NMT tuition, fees and housing/meals is under $17K/year instate.
Tech is very well known to engineering grad programs and has an excellent grad placement rate.
Thanks and yes I realize that. I had a top kid searching for merit aid last year. We stated upfront what we could afford and what we couldn’t. We allowed her to apply to top schools as long as she applied for outside merit scholarships. It is a lot of work but top kids who write well can bring in quite a bit of money through private scholarships. It is not enough to cover MIT for four years but every bit helps.
The difficult conversation is going to be deciding between a full tuition scholarship at one school vs full pay at MIT (the dream school). As a parent, you realize that the chance of acceptance at MIT is slim but if she is accepted and it is her dream and you don’t have the money, then what?

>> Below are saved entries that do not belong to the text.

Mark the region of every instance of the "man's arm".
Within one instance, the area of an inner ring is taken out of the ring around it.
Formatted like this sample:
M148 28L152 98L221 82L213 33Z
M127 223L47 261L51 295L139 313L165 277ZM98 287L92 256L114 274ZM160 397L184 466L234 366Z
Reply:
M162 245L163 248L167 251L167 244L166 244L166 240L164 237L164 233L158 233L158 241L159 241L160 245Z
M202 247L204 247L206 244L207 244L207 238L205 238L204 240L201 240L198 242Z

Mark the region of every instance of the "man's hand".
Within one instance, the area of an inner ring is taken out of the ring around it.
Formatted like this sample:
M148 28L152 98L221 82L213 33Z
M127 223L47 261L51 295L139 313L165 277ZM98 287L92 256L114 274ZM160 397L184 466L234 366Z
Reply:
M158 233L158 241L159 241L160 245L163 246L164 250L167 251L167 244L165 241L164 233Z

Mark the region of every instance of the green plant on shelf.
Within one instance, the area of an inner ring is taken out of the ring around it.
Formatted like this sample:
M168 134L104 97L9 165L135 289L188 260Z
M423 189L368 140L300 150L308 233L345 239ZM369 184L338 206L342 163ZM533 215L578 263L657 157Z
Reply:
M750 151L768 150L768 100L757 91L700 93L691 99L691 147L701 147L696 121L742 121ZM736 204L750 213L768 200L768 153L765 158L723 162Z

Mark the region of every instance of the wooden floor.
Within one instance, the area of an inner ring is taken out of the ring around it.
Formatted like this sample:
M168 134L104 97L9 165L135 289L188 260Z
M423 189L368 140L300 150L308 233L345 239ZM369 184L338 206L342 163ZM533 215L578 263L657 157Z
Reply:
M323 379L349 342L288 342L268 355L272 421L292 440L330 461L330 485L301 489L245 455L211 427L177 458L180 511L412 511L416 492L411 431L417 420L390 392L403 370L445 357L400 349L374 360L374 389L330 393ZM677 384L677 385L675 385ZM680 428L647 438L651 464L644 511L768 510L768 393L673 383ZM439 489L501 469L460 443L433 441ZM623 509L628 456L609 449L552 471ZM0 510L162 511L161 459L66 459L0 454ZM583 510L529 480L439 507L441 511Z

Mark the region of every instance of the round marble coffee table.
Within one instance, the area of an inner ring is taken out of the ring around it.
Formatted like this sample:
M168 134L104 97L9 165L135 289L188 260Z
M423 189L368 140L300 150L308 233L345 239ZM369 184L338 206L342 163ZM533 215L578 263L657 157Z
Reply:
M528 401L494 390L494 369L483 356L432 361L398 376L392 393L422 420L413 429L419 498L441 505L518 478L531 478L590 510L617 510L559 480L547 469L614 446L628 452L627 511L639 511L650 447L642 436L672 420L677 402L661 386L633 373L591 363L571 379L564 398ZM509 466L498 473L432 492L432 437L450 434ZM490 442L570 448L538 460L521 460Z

I think there can be some value in letting the dream play out. My S21’s dream school was U Chicago. It was his #1 love and he applied EA. As he went through the process, he realized other schools might be better fits for him, and when those schools start to show some love through scholarship offers and “Please choose me” emails, the emotions start to shift. As long as the student has realistic expectations about what the outcome will be if the price tag comes back at $80k/year, I think applying to those dream schools can be a healthy part of the process.